Меня вызвали только вечером. За день я продиктовала еще одно письмо своему брату, а также разузнала у одного из дворцовых чиновников, где в Египте продаются поместья и фермы. Мне указали на южный район, недалеко от Фив, но мне очень не хотелось жить вблизи Амона и его жрецов. Продавались также поместья в Среднем Египте, но, опять же, мне не хотелось жить в непосредственной близи от Асвата.
Были земли, объявленные хато, кроме того, обширные угодья Паиса перешли в собственность двойной короны, но я предпочла бы снова вернуться в жалкую лачугу, чем просить у фараона земли осужденного генерала. Пусть другие стервятники обгладывают его кости. Тут я вспомнила о своем прелестном маленьком поместье в Фаюме. Сейчас оно принадлежит другому человеку. Его плодородные земли кормят других людей, а дом, который я так мечтала восстановить, хранит в себе чужие мечты. Я попросила принести мне полный список поместий, представленных на продажу. Мне стало очень грустно. Наверное, стоит спросить Камена, где бы ему хотелось жить.
После обеда я поспала, потом снова поела, потом Изис привела служанку-косметолога и принесла мне платья и сандалии. Когда она застегивала на мне золотой плетеный пояс, который я подобрала к голубому платью, в дверях показался царский глашатай и поклонился. Я была готова: на голове — тонкие золотые цепочки, глаза обведены черным, веки выкрашены в голубой цвет, ладони и ступни покрыты хной.
Я последовала за глашатаем. Мы прошли через двор, затем через главные ворота гарема и вышли к помещениям слуг. Прошли мимо стражников, охранявших вход во дворец, свернули направо и поднялись по лестнице, ведущей мимо тронного зала в покои царевича. Там мы прошли по узкому коридору, который вел в апартаменты братьев Рамзеса, свернули направо и подошли к небольшой двери. Глашатай постучал, и нам открыл слуга. Глашатай объявил мое имя и титул, поклонился и вышел.
Царевич ответил на мое приветствие. Он сидел за столом, заваленным свитками папируса, и разговаривал с двумя людьми, которые при моем появлении почтительно со мной поздоровались и тут же ушли. Мы остались одни.
Я со страхом оглядела комнату. Она не изменилась. Просторная, обставленная немногочисленной, но очень дорогой мебелью, эта комната по-прежнему носила отпечаток чего-то временного, словно была ненастоящей, тогда как реальная жизнь царевича протекала где-то за ее стенами. Думаю, что так оно и было, поскольку государственные дела уже вынуждали Рамзеса почувствовать тяжесть двойной короны.
Знаком велев подойти, царевич окинул меня по-мужски оценивающим взглядом. Сам он уже явно отдохнул, его взгляд стал ясным. Обойдя стол, он оперся о его край и скрестил руки на широкой груди.

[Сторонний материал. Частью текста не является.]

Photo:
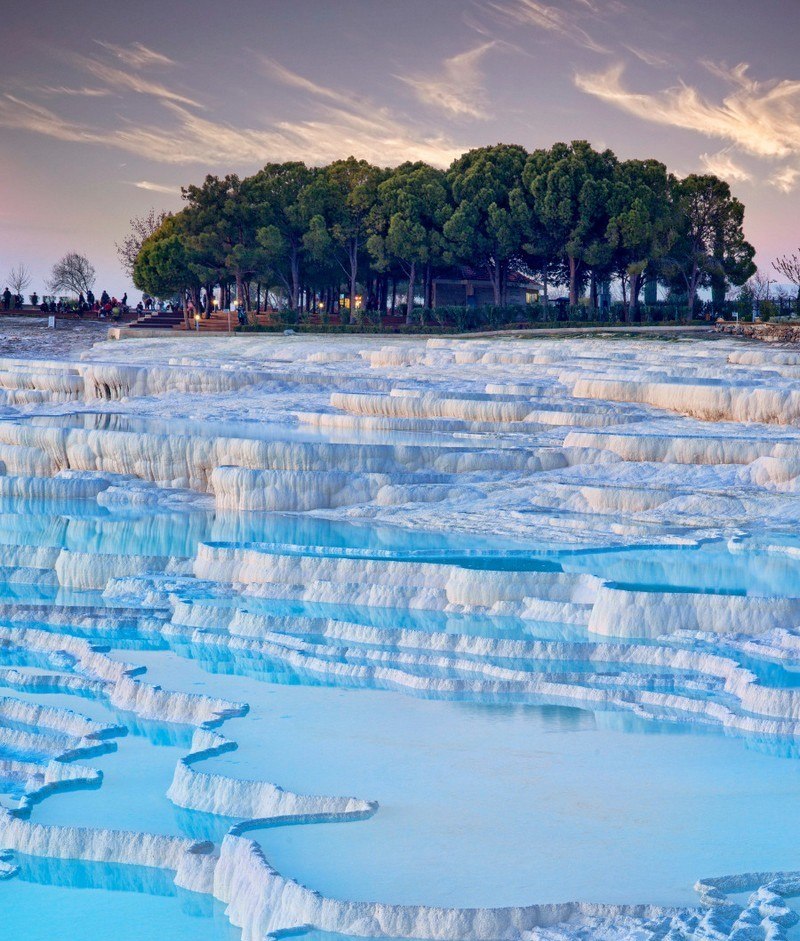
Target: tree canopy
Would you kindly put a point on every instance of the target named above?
(574, 214)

— Ну что, моя госпожа Ту, — властным тоном спросил он, — довольна ты наконец?
— Странный вопрос, мой повелитель, — ответила я. — Возможно. Хотя последствия моего стремления добиться правды оказались гораздо страшнее, чем я предполагала.
Царевич поднял черную бровь.
— Эти люди совершили святотатство, изменив богу и посягнув на его жизнь, — спокойно ответил он. — Ты тоже, но их грех тяжелее. Я удивлен, что ты их жалеешь. Они-то использовали тебя с холодным расчетом, и это особенно мерзко.